Spread of the brochure designed by Satyajit Ray on the inauguration of Sci-Fi Cine Club in 1966. Credit: Harper Collins India
Spread of the brochure designed by Satyajit Ray on the inauguration of Sci-Fi Cine Club in 1966. Credit: Harper Collins India

Many of the stories of the cine club are recounted by Ranen Ghosh, an acolyte of Bardhan, in a Norwegian journal about the sci-fi 'movement' in Bengal, that was published last year. He was an integral part of three Bengali sci-fi magazines, which came one after the other, Aschorjo, Bishmoy and Fantastic. Ghosh often wrote stories with multiple aliases, taking names of family members. He is one of the few active members of the cine club who is alive. He used to hold a "couple membership card" with his wife, and have attended most of the screenings, he tells me on the phone. Ghosh, 82, has began to forget details of those days, but he remembers the excitement he and his comrades felt on the day of the inauguration: "We are going to do in Bengal what nobody in the world has ever done… we, a bunch of mad, Bengali men."

How did the seemingly successful SF Cine Club lose its steam so abruptly, and shut down in 1969, 3 years after it had started? Ray got busier; apart from struggling to get The Alien made in Hollywood, he was working on Goopy Gayn Bagha Bayn (1969), Aranyer Din Ratri (1970) and Pratidwandi (1970) at the time. And Bardhan had his own battles to fight—Aschorjo was in financial trouble, and his wife fell sick. "I think Ray also lost interest in it after a point. Otherwise, he would have managed to keep it running," says Ghosh.
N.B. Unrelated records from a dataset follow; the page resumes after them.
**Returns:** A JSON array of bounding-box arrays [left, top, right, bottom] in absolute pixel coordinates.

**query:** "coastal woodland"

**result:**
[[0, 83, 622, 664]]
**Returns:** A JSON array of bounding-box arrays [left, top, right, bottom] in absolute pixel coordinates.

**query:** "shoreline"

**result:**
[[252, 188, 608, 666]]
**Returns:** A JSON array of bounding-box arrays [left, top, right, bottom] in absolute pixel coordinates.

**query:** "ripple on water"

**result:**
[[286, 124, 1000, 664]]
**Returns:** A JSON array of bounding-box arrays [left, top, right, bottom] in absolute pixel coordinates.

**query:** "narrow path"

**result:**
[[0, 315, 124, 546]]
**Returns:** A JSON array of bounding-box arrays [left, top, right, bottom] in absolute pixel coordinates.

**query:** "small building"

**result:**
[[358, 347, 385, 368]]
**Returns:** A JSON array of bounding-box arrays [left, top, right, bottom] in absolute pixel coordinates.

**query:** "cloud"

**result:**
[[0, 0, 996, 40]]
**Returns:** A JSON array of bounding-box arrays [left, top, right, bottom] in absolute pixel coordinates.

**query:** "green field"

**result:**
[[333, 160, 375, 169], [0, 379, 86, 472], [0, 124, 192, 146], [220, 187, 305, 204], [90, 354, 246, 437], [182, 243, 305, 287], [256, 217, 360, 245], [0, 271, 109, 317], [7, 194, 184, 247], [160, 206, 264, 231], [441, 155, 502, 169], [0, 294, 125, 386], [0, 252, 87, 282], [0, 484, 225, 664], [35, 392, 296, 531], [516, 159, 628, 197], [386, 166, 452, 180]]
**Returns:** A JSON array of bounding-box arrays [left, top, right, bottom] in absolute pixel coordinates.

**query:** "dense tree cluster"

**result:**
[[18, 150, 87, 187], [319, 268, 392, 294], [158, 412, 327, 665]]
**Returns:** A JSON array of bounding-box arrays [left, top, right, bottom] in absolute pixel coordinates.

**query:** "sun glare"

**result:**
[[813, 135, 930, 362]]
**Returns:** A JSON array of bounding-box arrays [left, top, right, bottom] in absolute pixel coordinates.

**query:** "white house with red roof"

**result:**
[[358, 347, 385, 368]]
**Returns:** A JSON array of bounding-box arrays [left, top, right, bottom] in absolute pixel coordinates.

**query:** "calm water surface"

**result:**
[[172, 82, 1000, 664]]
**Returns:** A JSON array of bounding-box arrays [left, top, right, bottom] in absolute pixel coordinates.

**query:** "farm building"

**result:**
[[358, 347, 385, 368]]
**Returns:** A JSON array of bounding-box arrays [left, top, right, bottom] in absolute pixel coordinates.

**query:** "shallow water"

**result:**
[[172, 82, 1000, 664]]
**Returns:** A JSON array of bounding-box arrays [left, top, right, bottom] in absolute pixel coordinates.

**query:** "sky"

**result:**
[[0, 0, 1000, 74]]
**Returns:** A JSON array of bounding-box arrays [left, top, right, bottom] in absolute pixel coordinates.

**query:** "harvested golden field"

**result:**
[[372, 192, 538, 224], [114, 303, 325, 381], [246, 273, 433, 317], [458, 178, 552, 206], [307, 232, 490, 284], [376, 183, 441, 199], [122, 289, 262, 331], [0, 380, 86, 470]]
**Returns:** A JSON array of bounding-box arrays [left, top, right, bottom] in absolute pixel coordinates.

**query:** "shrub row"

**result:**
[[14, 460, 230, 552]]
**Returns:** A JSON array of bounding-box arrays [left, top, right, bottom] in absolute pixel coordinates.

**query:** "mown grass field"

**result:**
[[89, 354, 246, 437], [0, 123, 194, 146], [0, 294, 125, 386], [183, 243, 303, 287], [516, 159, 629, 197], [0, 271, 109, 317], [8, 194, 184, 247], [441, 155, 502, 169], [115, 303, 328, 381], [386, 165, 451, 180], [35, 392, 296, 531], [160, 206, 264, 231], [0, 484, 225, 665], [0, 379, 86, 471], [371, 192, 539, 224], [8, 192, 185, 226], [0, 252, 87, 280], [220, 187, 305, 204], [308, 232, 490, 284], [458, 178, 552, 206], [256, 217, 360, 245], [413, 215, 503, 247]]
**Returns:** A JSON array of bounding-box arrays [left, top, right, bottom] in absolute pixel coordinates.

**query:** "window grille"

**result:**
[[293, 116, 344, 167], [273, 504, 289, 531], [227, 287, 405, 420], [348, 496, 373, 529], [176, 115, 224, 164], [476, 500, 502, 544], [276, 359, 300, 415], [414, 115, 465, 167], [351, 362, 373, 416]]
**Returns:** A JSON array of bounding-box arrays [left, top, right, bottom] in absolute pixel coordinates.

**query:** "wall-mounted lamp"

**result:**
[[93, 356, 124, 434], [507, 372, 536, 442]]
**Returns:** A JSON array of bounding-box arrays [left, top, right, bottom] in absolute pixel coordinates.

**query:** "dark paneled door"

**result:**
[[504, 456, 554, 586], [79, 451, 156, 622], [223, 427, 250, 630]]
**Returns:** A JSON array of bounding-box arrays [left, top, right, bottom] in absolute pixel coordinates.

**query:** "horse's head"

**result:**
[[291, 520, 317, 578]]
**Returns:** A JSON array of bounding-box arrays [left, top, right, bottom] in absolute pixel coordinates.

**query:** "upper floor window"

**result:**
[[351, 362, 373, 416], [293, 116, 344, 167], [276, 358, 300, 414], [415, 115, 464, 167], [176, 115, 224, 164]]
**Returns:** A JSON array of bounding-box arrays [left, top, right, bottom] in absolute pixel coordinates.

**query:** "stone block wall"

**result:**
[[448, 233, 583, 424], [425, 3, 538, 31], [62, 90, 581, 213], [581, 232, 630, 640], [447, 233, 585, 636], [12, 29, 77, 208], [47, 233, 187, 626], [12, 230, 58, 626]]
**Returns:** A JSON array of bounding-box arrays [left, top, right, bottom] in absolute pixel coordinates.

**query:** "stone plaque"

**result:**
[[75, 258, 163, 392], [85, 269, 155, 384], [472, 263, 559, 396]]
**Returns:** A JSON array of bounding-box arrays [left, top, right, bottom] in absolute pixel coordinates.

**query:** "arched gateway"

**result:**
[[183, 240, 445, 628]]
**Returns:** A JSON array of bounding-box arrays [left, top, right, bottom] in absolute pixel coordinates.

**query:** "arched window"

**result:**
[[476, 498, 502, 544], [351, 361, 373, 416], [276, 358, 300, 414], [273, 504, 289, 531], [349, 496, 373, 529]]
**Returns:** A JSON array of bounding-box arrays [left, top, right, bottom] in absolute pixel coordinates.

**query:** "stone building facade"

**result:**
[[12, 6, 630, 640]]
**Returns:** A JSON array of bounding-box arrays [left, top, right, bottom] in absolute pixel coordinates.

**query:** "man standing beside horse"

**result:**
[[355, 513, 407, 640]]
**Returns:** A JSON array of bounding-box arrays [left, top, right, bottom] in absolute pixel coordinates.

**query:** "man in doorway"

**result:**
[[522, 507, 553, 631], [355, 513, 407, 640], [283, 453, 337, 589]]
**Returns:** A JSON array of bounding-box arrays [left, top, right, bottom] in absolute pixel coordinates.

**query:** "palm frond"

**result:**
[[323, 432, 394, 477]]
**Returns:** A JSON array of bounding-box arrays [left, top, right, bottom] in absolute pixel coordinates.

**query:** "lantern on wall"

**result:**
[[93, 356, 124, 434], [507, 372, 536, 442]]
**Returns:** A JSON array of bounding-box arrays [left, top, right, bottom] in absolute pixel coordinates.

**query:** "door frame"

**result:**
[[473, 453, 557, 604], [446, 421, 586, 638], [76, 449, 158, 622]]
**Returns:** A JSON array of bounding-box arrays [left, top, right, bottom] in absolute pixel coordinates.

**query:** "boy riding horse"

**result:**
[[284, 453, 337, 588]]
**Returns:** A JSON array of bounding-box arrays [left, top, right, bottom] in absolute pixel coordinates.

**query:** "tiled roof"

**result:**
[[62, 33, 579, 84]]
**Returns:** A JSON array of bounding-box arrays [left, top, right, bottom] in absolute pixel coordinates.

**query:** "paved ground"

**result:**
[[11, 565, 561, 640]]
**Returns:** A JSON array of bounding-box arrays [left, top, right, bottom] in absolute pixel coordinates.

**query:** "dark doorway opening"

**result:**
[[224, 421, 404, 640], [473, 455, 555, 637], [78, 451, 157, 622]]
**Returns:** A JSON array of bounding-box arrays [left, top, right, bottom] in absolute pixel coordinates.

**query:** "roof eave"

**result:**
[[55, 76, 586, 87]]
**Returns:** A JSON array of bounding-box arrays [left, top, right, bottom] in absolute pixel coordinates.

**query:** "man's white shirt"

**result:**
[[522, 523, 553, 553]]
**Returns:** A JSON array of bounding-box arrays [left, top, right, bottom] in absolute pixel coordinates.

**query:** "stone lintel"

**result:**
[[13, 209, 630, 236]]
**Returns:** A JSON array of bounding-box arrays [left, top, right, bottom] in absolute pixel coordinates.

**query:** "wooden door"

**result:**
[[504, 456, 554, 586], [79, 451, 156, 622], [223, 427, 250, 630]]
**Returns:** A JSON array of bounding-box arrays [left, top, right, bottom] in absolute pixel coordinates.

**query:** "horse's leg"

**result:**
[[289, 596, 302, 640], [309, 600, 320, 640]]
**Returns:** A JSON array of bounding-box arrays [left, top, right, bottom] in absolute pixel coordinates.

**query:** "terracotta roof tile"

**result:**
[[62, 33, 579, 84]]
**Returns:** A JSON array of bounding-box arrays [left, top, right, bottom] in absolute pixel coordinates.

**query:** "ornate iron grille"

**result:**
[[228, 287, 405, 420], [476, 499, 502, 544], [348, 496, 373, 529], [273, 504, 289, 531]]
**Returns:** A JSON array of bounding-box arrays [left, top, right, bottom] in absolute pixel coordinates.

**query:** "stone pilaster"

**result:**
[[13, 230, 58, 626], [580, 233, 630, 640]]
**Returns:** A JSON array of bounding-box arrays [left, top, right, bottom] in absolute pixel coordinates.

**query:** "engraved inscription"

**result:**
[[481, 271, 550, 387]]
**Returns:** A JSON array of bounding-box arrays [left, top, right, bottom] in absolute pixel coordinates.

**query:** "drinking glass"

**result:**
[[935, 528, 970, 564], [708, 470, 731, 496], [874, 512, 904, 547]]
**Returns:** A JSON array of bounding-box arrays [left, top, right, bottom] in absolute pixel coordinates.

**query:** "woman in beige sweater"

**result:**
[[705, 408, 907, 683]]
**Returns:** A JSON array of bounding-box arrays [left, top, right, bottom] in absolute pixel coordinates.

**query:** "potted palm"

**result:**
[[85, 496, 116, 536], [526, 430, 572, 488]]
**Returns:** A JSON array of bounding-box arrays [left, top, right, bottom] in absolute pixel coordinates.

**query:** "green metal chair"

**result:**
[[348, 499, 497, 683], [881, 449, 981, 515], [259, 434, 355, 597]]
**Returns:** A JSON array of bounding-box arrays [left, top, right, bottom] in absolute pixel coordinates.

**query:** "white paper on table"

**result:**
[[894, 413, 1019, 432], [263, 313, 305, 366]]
The audience, he says, also started dwindling. Many members who weren't accustomed to watching English-language films, wouldn't be able to grasp the films, which would often depend on crucial scientific explanation in dialogue. The problems were identified, discussed in the meetings (which Ray didn't have the time to attend), but never addressed. The "closed-door policy", writes Ghosh, contributed to bringing the curtains down on the cine club.

Ray's son, Sandip, in the book Travails with the Alien, remembers how his father would get 16 mm sci-fi films for special screenings every year for his birthday; one such film was the British monster movie Gorgo. "It was a memorable attraction for me and my friends," writes Sandip, who has fond memories of attending the cine club screenings with his father."Baba gave a lot of time to the film club," he says on the phone; it became increasingly hard to procure the films from local offices of major studios, that resulted in it shutting down. At the end of this month, he starts filming Professor Shonku o Eldorado. To be shot in India and Brazil, it'll be the first time that one of Ray's sci-fi stories will be translated to the big screen.